While this article covers a substantial portion of the project’s foundation, many aspects were not discussed, such as mocking, testing, and the specific services that integrate these components. Proper mocking and testing ensure reliability and maintainability, while services like logging and monitoring enhance robustness. Handling user-uploaded files securely and optimizing performance are also crucial areas that need attention.

Additionally, security aspects related to file uploads were only briefly mentioned. Implementing robust validation and sanitization mechanisms is essential to safeguard the system. For those interested in exploring the project further, the complete source code is available on my GitHub. Feel free to review, suggest improvements, or contribute to the project.

In future posts, I plan to address these omitted topics in greater detail. We will explore advanced testing strategies, integration of essential services, and security best practices. Stay tuned for these updates, and feel free to leave any questions or comments.

Next Steps

Looking ahead, we plan to containerize the application using Docker, which provides a consistent environment for running applications and simplifies deployment.

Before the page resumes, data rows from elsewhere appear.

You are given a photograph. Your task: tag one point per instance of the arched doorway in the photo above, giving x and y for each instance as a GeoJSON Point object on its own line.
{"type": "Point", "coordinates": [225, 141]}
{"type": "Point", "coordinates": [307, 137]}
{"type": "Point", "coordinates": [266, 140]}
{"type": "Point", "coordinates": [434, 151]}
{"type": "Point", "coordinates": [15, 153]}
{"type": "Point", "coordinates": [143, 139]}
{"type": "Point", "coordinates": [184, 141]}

Setting up a CI/CD pipeline is also a priority, automating the process of building, testing, and deploying the application, thus improving efficiency and reliability.

Deploying the application to a Kubernetes cluster using KEDA for autoscaling is another significant step. Kubernetes offers features like automatic scaling and self-healing, and KEDA enables efficient handling of varying workloads. These steps will ensure optimal performance and resource utilization.

Additionally, numerous features and enhancements are planned for the source code. Extending video processing capabilities, improving error handling, and enhancing the user interface are among the priorities. Future blog posts will provide detailed guides on these steps, starting with Dockerizing the application and setting up the CI/CD pipeline, followed by Kubernetes deployment.